Durante diez días he ejercido exclusivamente de esposa y madre. A Carlos le han operado de un pie, nada grave, y he cogido días en el trabajo para ocuparme de él y del peque.
Es un trabajo tremendamente ingrato el de ama de casa, una tomadura de pelo como una catedral. En el lado positivo desde luego están los buenos ratos jugando los dos con Víctor, al que se le notaba contento de tenernos a los dos para él sólo, y también las risas que Carlos y yo hemos conseguido recuperar en algunos momentos de estos días.
La experiencia me lleva al dilema sobre si seguir trabajando en este horario o no, aunque las posibilidades de conseguir un cambio son muy remotas. Me he dado cuenta de lo que me estoy perdiendo a diario en casa, aunque intente compensarlo durante los fines de semana.
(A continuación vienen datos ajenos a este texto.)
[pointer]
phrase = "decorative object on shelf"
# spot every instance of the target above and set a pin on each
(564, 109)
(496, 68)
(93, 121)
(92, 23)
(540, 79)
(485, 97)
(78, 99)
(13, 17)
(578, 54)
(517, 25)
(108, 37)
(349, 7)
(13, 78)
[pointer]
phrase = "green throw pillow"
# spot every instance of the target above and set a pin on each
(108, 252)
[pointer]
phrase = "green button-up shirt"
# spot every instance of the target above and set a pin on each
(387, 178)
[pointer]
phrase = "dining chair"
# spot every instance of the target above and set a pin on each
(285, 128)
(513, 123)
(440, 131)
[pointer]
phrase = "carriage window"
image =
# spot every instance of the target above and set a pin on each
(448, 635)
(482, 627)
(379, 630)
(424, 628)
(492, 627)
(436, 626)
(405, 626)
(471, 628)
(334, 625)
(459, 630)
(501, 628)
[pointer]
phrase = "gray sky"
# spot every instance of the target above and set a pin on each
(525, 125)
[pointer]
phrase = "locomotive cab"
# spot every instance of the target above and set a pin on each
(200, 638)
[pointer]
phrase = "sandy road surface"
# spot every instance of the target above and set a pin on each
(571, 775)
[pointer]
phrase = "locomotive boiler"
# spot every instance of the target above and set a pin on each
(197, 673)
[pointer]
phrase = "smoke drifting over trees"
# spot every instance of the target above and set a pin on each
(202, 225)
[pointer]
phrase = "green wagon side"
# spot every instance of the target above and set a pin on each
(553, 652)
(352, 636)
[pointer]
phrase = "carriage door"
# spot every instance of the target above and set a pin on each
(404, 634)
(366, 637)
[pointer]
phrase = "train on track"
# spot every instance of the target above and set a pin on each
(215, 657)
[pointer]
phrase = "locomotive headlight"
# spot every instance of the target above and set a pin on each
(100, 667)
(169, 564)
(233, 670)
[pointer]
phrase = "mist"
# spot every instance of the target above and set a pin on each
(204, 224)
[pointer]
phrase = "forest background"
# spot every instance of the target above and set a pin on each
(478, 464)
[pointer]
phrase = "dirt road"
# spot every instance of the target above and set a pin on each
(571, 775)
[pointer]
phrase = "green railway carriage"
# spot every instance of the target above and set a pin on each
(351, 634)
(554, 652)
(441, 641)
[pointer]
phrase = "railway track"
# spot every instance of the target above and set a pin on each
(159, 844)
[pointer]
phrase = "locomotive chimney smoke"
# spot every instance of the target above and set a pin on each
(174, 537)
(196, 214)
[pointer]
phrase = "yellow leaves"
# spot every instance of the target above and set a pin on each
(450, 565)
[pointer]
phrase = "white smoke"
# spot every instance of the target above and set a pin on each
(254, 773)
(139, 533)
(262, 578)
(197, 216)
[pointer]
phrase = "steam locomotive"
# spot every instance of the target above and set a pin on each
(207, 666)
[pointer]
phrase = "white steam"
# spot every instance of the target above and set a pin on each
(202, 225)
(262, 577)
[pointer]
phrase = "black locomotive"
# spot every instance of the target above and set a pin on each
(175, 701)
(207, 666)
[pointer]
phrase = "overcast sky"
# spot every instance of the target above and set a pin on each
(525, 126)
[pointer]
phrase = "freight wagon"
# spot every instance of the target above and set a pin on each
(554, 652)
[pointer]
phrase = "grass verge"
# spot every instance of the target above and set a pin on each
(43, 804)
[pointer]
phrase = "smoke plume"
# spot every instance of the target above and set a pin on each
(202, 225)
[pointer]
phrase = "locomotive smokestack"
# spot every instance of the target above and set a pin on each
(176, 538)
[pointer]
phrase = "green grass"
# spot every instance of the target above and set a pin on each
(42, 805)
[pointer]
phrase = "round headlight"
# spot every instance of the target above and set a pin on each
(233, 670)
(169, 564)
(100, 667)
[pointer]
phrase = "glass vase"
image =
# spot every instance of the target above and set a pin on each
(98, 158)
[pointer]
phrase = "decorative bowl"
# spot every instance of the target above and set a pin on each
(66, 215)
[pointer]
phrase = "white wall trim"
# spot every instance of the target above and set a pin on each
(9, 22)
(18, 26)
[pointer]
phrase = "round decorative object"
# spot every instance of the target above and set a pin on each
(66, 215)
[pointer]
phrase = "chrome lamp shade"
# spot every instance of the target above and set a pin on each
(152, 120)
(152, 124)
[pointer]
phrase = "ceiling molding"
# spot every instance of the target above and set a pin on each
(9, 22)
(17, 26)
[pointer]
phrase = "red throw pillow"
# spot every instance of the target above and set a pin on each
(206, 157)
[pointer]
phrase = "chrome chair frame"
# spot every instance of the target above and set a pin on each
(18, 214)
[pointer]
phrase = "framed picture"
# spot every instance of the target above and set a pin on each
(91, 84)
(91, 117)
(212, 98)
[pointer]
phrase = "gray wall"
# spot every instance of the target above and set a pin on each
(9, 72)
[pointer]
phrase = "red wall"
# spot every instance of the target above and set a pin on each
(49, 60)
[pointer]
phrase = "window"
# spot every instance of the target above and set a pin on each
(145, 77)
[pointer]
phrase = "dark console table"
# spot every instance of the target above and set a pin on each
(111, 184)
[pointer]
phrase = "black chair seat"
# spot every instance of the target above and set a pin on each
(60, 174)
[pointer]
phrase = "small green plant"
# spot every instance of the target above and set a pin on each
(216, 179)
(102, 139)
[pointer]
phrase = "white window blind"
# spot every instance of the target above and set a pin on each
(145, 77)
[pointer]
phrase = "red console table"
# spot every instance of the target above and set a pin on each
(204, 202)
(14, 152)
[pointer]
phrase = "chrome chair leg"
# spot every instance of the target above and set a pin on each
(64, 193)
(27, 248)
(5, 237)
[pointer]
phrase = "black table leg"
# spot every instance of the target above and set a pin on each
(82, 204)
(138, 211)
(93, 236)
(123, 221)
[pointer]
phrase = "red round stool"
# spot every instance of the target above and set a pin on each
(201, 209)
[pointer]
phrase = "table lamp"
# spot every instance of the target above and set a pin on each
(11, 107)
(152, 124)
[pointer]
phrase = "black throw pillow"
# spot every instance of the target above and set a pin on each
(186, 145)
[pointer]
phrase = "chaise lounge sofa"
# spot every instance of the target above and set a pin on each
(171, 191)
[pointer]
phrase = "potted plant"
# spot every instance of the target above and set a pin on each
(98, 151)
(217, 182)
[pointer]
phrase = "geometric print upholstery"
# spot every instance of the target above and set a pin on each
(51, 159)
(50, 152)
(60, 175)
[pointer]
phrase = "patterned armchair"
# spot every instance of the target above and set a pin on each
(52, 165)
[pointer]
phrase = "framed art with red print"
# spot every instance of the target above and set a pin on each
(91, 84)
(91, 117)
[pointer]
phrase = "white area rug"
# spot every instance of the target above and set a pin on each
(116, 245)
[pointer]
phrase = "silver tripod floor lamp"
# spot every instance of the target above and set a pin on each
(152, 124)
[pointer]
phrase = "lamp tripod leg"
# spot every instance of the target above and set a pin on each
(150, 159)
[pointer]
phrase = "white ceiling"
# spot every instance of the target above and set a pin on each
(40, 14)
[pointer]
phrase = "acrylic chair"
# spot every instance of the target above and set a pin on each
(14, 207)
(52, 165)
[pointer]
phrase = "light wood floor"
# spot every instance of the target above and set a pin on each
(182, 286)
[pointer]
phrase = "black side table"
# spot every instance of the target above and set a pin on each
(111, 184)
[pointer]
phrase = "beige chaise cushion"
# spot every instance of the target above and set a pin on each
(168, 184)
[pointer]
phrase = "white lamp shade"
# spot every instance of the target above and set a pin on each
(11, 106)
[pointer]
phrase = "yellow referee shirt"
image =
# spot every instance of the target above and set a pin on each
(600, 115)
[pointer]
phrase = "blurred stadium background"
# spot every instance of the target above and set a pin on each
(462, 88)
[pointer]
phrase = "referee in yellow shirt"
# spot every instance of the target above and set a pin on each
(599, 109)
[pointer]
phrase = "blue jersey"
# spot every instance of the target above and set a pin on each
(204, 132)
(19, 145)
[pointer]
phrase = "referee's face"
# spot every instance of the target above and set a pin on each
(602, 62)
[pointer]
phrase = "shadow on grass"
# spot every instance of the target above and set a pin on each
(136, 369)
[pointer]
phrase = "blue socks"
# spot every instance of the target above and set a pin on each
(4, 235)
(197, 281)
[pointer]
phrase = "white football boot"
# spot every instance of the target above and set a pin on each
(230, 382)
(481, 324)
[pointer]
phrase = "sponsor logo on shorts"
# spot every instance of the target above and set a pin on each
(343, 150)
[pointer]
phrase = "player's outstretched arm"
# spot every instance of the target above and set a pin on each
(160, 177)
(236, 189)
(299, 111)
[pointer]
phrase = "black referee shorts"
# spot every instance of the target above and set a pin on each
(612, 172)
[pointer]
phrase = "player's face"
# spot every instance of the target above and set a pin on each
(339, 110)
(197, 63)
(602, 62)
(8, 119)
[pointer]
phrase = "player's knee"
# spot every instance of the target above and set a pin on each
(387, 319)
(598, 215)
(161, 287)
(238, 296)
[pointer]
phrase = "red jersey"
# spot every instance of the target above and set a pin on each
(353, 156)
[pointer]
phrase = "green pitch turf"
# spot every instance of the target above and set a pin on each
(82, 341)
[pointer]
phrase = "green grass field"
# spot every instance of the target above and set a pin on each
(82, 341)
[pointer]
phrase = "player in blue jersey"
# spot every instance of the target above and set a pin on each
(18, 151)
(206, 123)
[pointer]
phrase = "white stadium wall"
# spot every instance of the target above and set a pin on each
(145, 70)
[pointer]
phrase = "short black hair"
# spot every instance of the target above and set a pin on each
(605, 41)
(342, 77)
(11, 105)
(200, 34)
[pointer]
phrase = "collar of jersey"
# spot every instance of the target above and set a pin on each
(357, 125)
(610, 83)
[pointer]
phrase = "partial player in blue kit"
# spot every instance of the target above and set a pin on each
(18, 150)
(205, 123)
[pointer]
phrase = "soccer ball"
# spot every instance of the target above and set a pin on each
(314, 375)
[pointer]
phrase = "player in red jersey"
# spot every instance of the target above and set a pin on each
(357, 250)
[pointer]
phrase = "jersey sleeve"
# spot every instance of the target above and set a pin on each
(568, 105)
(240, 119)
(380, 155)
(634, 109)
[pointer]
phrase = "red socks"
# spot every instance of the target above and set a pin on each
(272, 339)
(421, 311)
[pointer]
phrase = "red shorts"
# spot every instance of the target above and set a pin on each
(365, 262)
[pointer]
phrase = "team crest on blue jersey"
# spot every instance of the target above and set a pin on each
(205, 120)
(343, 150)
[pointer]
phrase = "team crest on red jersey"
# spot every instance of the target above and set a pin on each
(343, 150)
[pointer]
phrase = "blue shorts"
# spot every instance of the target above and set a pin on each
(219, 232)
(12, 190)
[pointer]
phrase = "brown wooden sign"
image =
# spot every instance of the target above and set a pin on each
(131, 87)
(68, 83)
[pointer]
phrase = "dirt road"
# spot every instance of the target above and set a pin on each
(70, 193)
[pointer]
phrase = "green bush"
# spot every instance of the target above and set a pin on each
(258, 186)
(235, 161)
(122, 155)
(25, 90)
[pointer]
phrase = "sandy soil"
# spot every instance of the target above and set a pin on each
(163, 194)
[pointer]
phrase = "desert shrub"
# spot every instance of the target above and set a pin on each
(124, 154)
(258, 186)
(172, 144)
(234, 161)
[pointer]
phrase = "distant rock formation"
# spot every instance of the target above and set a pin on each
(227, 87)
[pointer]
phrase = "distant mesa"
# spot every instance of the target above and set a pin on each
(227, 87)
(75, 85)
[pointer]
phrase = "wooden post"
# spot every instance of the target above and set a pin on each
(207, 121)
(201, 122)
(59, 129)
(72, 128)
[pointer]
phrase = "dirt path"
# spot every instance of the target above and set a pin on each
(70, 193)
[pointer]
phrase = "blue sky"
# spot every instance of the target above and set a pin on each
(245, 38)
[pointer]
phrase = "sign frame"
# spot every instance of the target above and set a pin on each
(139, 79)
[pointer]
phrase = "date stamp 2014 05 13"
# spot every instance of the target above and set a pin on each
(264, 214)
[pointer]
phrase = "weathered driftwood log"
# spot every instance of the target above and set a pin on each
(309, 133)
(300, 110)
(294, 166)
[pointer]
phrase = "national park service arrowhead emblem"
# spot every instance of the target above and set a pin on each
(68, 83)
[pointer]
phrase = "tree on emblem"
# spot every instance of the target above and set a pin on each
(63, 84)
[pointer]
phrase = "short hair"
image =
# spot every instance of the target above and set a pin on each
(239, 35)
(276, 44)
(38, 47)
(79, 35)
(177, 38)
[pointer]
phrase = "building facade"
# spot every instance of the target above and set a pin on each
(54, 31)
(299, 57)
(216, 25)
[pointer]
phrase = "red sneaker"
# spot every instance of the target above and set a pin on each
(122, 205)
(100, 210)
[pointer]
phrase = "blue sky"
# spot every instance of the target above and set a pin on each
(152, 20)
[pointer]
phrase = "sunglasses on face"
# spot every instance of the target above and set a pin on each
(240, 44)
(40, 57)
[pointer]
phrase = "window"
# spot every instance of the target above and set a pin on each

Anoche Víctor tenía fiebre muy alta y lloraba sin parar. Estabamos los dos solos en casa. Le desnudé y me quité yo también el jersey para abrazarle y tranquilizarle. Así, con el chupete, en penumbra y piel con piel se le fue pasando y hasta conseguí que cenara un poquito, una papilla de cereales que tuve que preparar con él en brazos (sus doce kilos y pico) porque no consentía que le dejara en ningún sitio. Con él escondido en mi pecho le fui metiendo poquitos de papilla mientras el pobrecito hipaba. Cuando no quiso más le dejé así, tumbado sobre mí en el sofá, mientras yo veía la televisión sin voz, muerta de hambre y con unas ganas tremendas de ir al baño. Acabó por dormirse rodeado por mis brazos y escuchando mi corazón.
Tener un hijo tiene muchos inconvenientes, tu vida salta por los aires y a veces te gustaría volver a la libertad y la despreocupación de antes, pero la verdad es que cuidar anoche de mi cachorrito y llevarle después a la cuna plácidamente dormido me hizo sentirme la mejor madre del mundo.
Pero vamos, que lo de dedicarme sólo a la vida doméstica, ni de coña.